Section 127 of the Act, prescribes two pre-requisite conditions for exercising power of transfer of a case from one AO to another AO in the circumstances given, namely, opportunity of hearing to the assessee and recording of reasons for the transfer. Hence cases can be transferred from one jurisdiction to another only after a hearing. It was held in the case of M/s NAGINDAS KASTURCHAND AND BROS. Vs PRINCIPAL COMMISSIONER OF INCOME TAX [2022-VIL-117-GUJ-DT] that The Revenue cannot argue that Section 127 excludes an opportunity of hearing when transfer is on account of the administrative exigency or convenience.
Whether this judgement would nullify the concerned sections of the instruction on “Compulsory Scrutiny” is to be seen going forward.
2. As Tax Authorities prepare for Compulsory Scrutinies during FY 22-23, Taxpayers should tighten their seat belts
The CBDT is preparing the next set of Compulsory Scrutinies during FY 22-23 – at the Jurisdictional level, at the Faceless Assessments Level and at the Central Charge Level. For Implementation, it has issued Instruction No. F.No.225/ 81/2022/ITA-II Dated: 11th May, 2022, specifying the procedures and parameters. There are 9 Parameters for Selection of Assessees for Complete Scrutiny and for each parameter the procedures are laid down as under–
1. Cases pertaining to survey u/s 133A of the Income-tax Act, 1961 (Act): Cases, where Books of accounts, documents, etc. were not impounded; Returned income (excluding any disclosure of hitherto undisclosed income made during the Survey) is not less than returned income of preceding assessment year; and where Assessee has not retracted shall not be selected for compulsory scrutiny.

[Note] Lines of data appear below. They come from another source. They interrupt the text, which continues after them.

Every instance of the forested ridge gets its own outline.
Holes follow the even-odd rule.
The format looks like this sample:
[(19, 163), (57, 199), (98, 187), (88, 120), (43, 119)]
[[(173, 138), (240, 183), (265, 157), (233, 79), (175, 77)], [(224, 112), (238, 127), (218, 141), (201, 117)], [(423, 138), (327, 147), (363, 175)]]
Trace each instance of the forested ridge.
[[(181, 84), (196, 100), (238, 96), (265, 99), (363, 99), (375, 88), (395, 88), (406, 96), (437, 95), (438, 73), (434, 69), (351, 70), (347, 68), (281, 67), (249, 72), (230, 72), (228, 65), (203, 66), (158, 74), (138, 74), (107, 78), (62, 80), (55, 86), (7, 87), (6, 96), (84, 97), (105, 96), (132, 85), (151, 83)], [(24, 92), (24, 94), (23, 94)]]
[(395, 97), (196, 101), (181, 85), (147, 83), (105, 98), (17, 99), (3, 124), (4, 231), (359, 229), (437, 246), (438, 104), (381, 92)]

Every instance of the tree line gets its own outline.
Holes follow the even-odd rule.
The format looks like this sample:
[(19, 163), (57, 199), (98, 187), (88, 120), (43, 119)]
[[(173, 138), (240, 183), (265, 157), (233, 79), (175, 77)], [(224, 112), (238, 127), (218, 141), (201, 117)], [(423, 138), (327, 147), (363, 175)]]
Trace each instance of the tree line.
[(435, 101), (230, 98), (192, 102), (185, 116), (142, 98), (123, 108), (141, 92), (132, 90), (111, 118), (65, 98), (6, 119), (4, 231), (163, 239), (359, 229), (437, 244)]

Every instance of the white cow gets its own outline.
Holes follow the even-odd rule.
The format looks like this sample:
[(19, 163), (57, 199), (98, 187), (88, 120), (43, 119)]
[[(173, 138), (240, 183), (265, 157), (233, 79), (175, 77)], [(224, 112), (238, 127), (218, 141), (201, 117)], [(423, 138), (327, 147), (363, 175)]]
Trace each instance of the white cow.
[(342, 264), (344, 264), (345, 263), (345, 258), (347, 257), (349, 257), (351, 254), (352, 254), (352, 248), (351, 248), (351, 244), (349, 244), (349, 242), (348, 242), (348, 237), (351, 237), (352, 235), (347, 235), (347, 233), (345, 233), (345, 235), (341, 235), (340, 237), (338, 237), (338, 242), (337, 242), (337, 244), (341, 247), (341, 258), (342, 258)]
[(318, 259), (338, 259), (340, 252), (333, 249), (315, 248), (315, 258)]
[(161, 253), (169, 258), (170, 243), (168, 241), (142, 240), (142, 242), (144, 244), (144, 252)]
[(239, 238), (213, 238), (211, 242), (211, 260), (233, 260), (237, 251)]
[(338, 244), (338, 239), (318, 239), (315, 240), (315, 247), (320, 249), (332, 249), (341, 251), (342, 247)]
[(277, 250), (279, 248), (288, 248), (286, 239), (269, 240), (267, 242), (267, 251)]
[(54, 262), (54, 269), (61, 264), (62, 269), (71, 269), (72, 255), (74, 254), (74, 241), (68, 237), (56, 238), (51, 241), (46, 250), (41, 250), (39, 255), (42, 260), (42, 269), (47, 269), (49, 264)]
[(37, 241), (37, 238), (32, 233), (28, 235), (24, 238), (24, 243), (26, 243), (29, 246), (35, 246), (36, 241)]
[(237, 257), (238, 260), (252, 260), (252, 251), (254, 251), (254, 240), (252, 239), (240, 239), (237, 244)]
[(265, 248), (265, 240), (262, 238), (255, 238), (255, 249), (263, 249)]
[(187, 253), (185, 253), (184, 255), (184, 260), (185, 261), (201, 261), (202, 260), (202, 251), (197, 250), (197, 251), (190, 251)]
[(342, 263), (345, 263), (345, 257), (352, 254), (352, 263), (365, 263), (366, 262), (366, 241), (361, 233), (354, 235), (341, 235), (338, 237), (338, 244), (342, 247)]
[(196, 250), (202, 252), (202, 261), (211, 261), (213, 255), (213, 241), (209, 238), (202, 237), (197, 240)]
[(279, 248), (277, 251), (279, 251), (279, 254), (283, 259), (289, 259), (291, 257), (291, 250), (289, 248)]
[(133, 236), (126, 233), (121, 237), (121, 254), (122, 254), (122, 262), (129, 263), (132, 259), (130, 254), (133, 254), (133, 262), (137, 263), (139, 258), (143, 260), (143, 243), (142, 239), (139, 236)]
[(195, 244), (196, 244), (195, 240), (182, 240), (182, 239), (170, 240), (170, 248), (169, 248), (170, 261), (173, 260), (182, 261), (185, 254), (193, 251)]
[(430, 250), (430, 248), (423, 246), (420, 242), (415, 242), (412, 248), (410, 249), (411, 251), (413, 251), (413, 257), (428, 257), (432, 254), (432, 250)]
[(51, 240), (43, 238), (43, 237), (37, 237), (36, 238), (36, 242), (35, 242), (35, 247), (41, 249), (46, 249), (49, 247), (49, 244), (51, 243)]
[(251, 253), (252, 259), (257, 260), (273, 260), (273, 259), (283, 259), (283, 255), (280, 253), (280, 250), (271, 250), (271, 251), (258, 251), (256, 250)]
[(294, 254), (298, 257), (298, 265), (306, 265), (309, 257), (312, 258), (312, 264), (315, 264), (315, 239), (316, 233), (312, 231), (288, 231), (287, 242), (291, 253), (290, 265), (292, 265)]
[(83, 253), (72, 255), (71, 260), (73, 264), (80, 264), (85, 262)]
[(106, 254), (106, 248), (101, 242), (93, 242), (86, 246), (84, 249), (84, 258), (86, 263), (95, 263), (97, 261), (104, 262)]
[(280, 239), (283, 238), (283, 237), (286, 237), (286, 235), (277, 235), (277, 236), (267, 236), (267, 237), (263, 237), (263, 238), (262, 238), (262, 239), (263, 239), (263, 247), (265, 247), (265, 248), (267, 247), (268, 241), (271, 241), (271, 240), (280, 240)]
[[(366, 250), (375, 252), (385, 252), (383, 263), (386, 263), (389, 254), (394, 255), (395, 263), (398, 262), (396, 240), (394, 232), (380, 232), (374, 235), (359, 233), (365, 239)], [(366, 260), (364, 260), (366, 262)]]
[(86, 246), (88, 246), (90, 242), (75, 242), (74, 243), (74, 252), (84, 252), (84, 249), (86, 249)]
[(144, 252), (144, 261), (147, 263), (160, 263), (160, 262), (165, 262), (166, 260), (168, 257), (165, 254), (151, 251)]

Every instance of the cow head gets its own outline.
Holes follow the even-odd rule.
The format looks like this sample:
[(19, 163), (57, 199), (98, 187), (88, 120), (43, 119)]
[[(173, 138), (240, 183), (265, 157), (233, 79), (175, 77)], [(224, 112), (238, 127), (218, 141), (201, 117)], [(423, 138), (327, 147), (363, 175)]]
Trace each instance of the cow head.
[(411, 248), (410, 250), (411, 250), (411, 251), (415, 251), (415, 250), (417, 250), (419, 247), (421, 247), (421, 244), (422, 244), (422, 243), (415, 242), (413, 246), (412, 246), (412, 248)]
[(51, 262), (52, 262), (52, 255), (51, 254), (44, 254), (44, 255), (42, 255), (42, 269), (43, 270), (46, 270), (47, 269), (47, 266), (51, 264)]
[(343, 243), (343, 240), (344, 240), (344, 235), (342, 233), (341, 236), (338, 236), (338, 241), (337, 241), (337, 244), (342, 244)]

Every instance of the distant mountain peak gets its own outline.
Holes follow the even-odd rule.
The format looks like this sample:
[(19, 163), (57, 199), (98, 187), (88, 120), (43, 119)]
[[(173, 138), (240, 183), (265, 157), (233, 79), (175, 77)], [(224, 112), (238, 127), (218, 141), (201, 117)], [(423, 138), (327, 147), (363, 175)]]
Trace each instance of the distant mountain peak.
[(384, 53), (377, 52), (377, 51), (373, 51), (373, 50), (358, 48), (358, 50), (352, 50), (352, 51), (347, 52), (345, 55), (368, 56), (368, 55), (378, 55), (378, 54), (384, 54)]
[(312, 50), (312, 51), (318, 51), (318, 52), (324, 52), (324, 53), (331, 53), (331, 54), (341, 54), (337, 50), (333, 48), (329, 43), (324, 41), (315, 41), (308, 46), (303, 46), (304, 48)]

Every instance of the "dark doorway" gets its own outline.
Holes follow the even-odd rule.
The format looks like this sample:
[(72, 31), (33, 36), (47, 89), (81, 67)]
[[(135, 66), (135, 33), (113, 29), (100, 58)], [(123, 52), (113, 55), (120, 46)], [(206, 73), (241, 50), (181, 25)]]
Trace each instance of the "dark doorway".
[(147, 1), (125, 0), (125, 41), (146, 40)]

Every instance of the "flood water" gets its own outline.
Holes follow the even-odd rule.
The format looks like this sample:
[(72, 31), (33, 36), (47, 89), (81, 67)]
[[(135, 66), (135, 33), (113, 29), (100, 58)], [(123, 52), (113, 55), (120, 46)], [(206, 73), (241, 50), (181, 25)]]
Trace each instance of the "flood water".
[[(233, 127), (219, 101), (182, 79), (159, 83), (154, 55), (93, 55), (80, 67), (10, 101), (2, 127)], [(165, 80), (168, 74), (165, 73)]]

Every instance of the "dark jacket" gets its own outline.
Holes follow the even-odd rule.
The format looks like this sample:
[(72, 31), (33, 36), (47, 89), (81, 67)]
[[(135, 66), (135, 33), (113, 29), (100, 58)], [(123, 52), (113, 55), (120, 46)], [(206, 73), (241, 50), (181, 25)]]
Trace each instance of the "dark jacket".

Prior administrative approval of Pr. CIT/Pr.DIT/CIT/DIT shall be taken and such cases shall be transferred to Central Charges u/s 127 of the Act within 15 days of service of notice u/s 143(2)

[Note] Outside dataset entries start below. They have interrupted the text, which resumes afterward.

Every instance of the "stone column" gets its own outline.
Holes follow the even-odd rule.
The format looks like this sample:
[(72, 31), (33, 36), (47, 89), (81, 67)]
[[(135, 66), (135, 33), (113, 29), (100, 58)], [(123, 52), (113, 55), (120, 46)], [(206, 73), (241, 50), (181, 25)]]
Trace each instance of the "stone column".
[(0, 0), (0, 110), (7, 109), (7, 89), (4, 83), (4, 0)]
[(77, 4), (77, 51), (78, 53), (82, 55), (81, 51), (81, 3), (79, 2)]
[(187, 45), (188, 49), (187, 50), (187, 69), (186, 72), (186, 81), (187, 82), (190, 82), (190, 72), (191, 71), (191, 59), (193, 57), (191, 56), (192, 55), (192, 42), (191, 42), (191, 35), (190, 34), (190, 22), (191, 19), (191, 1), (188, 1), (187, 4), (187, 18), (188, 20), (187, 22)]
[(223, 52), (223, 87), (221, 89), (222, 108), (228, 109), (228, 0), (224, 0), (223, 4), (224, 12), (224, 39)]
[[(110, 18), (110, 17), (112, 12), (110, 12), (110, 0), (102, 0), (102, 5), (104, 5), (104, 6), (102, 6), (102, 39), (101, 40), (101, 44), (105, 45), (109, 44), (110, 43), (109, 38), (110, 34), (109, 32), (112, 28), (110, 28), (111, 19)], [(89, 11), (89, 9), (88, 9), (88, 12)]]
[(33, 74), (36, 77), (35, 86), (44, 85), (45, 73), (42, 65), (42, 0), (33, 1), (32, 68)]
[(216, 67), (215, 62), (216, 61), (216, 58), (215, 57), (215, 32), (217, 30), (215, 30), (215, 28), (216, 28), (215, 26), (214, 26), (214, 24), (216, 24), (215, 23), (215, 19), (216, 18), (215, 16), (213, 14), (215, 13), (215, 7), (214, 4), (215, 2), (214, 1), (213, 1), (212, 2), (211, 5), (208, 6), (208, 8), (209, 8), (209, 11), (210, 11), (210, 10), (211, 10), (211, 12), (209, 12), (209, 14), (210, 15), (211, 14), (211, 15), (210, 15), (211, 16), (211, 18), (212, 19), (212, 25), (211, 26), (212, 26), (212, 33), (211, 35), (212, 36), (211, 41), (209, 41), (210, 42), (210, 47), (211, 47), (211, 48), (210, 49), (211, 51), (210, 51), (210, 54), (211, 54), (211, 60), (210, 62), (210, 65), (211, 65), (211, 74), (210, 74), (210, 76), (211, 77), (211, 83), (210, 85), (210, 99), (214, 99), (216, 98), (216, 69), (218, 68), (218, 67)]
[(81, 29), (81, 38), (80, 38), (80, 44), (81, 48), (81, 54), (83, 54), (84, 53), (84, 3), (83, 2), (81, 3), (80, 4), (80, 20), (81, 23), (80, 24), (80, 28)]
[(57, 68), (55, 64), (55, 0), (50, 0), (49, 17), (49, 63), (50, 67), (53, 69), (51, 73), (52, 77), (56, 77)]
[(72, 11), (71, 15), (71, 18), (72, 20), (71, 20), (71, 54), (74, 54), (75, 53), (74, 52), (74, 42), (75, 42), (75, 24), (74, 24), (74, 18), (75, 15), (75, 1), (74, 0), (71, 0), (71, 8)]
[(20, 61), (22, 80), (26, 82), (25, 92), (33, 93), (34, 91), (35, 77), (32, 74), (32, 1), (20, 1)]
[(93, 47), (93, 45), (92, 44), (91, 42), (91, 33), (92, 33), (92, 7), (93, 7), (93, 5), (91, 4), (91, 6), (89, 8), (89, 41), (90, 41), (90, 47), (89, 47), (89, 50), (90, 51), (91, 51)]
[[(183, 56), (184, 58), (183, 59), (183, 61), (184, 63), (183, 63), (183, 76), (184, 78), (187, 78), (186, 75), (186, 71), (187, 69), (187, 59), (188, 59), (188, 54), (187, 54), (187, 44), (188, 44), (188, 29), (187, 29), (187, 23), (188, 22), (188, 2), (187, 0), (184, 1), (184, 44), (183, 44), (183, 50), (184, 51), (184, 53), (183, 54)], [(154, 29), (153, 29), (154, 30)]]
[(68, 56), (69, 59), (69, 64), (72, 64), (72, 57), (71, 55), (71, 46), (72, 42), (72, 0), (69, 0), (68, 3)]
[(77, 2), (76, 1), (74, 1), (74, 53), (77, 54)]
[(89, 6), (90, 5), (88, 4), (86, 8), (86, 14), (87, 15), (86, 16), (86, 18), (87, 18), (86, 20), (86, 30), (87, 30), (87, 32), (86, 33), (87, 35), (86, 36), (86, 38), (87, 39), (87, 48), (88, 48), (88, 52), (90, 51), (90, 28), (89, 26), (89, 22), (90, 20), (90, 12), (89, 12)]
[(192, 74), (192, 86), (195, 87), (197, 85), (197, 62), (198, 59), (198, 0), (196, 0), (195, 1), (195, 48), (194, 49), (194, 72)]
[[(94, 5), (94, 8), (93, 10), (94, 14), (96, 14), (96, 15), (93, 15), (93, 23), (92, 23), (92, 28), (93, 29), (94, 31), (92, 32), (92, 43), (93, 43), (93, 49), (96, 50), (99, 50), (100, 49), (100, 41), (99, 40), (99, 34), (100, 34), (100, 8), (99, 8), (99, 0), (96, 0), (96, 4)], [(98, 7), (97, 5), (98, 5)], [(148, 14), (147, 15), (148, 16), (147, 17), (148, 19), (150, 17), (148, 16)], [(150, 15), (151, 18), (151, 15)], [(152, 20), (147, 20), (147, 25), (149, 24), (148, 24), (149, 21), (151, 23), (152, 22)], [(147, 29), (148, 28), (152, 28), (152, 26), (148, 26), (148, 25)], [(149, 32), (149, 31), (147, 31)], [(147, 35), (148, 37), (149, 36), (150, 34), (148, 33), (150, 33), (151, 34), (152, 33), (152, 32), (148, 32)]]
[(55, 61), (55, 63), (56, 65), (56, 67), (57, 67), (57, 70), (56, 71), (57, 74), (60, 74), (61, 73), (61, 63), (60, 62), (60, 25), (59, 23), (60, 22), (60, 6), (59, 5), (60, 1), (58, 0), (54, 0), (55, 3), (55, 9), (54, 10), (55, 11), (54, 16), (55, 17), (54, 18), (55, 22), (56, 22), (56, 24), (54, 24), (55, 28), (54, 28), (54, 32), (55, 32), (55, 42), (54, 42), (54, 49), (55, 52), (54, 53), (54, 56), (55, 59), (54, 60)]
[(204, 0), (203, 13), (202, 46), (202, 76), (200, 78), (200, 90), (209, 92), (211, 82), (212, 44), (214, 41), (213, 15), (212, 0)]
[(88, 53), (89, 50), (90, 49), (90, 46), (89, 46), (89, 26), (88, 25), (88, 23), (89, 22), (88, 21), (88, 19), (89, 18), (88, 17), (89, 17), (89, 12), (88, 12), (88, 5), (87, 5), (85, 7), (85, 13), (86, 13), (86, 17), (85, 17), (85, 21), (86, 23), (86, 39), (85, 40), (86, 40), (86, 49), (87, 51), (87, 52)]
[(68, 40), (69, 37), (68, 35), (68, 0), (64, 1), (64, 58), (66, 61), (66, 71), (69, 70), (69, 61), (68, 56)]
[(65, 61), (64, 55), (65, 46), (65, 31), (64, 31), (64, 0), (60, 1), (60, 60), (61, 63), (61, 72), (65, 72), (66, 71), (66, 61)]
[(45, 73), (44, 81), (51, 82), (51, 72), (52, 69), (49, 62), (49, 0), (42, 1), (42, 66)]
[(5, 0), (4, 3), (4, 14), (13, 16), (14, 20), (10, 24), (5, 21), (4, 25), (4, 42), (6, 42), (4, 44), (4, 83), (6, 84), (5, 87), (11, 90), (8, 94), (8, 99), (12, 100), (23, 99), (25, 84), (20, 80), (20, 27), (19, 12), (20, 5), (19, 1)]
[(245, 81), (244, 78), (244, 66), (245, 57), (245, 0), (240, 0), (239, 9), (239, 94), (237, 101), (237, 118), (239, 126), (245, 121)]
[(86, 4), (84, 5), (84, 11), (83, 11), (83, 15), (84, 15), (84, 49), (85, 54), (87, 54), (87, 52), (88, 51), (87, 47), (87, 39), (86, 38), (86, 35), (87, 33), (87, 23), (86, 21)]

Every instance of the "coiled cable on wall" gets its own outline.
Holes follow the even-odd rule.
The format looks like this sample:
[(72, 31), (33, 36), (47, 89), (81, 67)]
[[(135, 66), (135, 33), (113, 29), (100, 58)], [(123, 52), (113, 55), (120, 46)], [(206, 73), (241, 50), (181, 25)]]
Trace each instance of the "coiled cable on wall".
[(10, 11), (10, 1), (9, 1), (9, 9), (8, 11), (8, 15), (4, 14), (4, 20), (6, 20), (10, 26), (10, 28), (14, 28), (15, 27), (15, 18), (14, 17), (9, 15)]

2. Cases pertaining to Search and Seizure: Prior administrative approval of Pr. CIT/Pr.DIT/CIT/DIT shall be taken and such cases shall be transferred to Central Charges u/s 127 of the Act within 15 days of service of notice u/s 143(2)
3. Cases in which notices u/s 142(1) of the Act, calling for return, have been issued & no returns have been furnished: The AO shall upload the underlying documents, on the basis of which notice u/s 142(1) was issued, on ITBA. NaFAC shall conduct the scrutiny.
4. Cases in which notices u/s 148 of the Act have been issued: Cases, where notices u/s 148 of the Act have been issued pursuant to search & seizure / survey actions conducted on or after the 1st day of April, 2021: Prior administrative approval of Pr. CIT/Pr.DIT/CIT/DIT shall be taken and such cases shall be transferred to Central Charges u/s 127 of the Act within 15 days of service of notice u/s 143(2)
Cases not covered above : The AO shall upload the underlying documents, on the basis of which notice u/s 142(1) was issued, on ITBA. NaFAC shall conduct the scrutiny.
5. Cases related to registration/ approval under various sections of the Act, such as 12A, 35(1)(ii)/ (iia)/ (iii), 10(23C), etc.: Cases where registrations have not been granted or have been cancelled / withdrawn shall be scrutinized compulsorily. However incase withdrawls have been reversed then cases shall not be selected for compulsory scrutiny
NaFAC shall conduct the scrutiny.
6. Cases involving addition in an earlier assessment year(s) on a recurring issue of law or fact and/or law and fact: For Metro / non-metro Cities incase the amount of the issue in dispute is Rs.25/ Rs.10 Lakhs respectively and where the matter is adjudicated in favour of revenue, such cases shall be under complete scrutiny.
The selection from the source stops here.